IRS Allocation of Unused LIHTCs Again Reveals High Use of Incentive
Published by Dirk Wallace on Tuesday, October 10, 2023 - 12:00AM
The Internal Revenue Service (IRS) granted more than $3.2 million in unused low-income housing tax credit (LIHTC) allocation authority to states this week, continuing a recent downward trend in unused LIHTCs and highlighting the fact that states use well more than 99% of their LIHTC allocation.
Revenue Procedure 2023-32 lists the 28 states that will receive allocation of unused LIHTCs. Three states–Texas, Florida and New York–received more than $200,000 in unused LIHTCs, while nine received less than $50,000. The IRS distributed unused credits among states that used all but a de minimis amount of their 2022 allocation authority.

Unused LIHTC authority often results from states and territories having remaining LIHTC authority too small to be allocated to affordable housing developments. Specifically, the unused housing credit carryover for a state for any year is the excess of the unused state LIHTC ceiling for the previous year over the total housing credit dollar amount allocated for the current year.
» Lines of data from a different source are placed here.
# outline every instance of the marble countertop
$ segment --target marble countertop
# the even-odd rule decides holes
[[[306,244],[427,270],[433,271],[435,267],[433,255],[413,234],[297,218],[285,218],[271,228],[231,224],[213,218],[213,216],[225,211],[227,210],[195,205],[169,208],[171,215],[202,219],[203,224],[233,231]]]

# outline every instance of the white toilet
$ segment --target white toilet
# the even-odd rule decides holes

The overall amount this year marked a return to the traditional level of overall unused LIHTCs after a two-year period that saw $7.8 million in unused LIHTCs in 2021 and $5.4 million in 2022. The 2021 and 2022 figures are likely because the COVID-19 pandemic resulted in construction delays and larger amounts of returned credits, some of which were not reallocated.
National demand for the LIHTC remains robust and unused authority should not be confused with a general lack of demand: The national unused pool from 2023 is equal to about 0.3% of the national 9% LIHTC allocation authority. And while the total per-capita allocation in 2023 grew by $55.4 million over 2022 (due to a significant jump in the per-capita multiplier), the unused allocation dropped by $2.4 million.
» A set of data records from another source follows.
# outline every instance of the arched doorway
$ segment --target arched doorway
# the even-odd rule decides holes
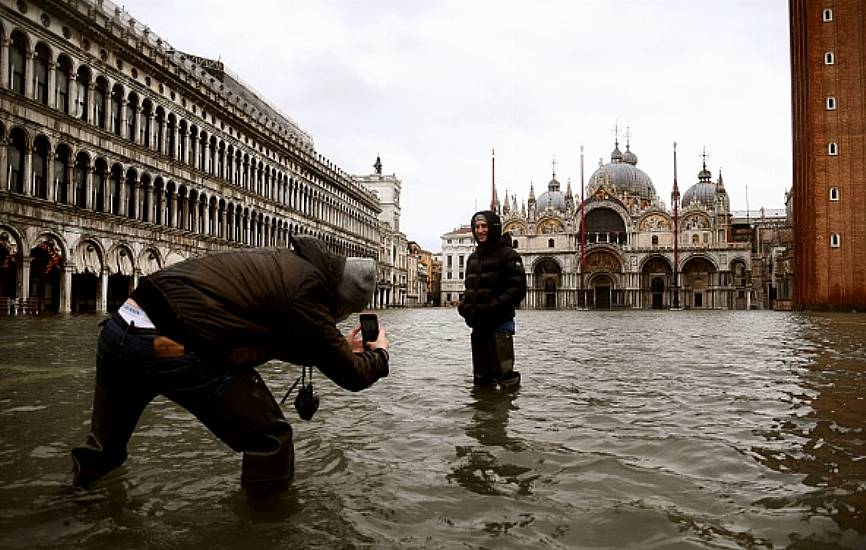
[[[562,286],[562,268],[556,260],[544,258],[536,264],[533,271],[536,281],[536,307],[556,309],[563,306],[557,297]]]
[[[705,309],[715,307],[712,289],[716,268],[706,258],[691,258],[683,266],[683,297],[685,306]]]
[[[60,285],[64,260],[52,239],[44,239],[30,250],[30,299],[26,313],[60,311]]]
[[[661,277],[653,277],[650,292],[652,294],[652,308],[662,309],[665,299],[665,281]]]
[[[95,312],[99,310],[100,280],[102,274],[102,255],[99,247],[85,241],[78,247],[75,255],[78,272],[72,275],[70,305],[73,313]]]
[[[610,309],[624,305],[624,293],[616,284],[617,275],[622,274],[622,261],[616,252],[608,248],[590,250],[584,269],[589,275],[585,287],[588,307]]]
[[[0,231],[0,315],[13,313],[18,298],[19,247],[6,231]]]
[[[592,280],[595,309],[610,309],[610,290],[613,282],[607,275],[599,275]]]
[[[648,258],[641,268],[641,302],[643,307],[663,309],[668,307],[665,293],[673,279],[673,268],[663,256]]]

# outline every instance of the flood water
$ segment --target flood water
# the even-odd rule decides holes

Of the 28 states that received an allocation of unused credits, six (Maryland, Nevada, New Jersey, Texas, Utah and Wisconsin) were not on the list in 2022. Meanwhile, five states–Alabama, California, Indiana, Maine and Missouri–received unused credits in 2022 but not 2023.
Takeaway: Reallocation Amount Shows High Use of Financing Tool
Most states consistently use their full LIHTC allocation and even those that don’t still use most of it. That results in the consistently small amount of credits available for reallocation to the states (even in 2021–the outlier of the past decade, with $7.8 million in unused LIHTCs–only 0.8% were unused).
While the original allocation ensures that states can use the LIHTC where it’s needed, the allocation of unused LIHTCs shows that the incentive is working as it should.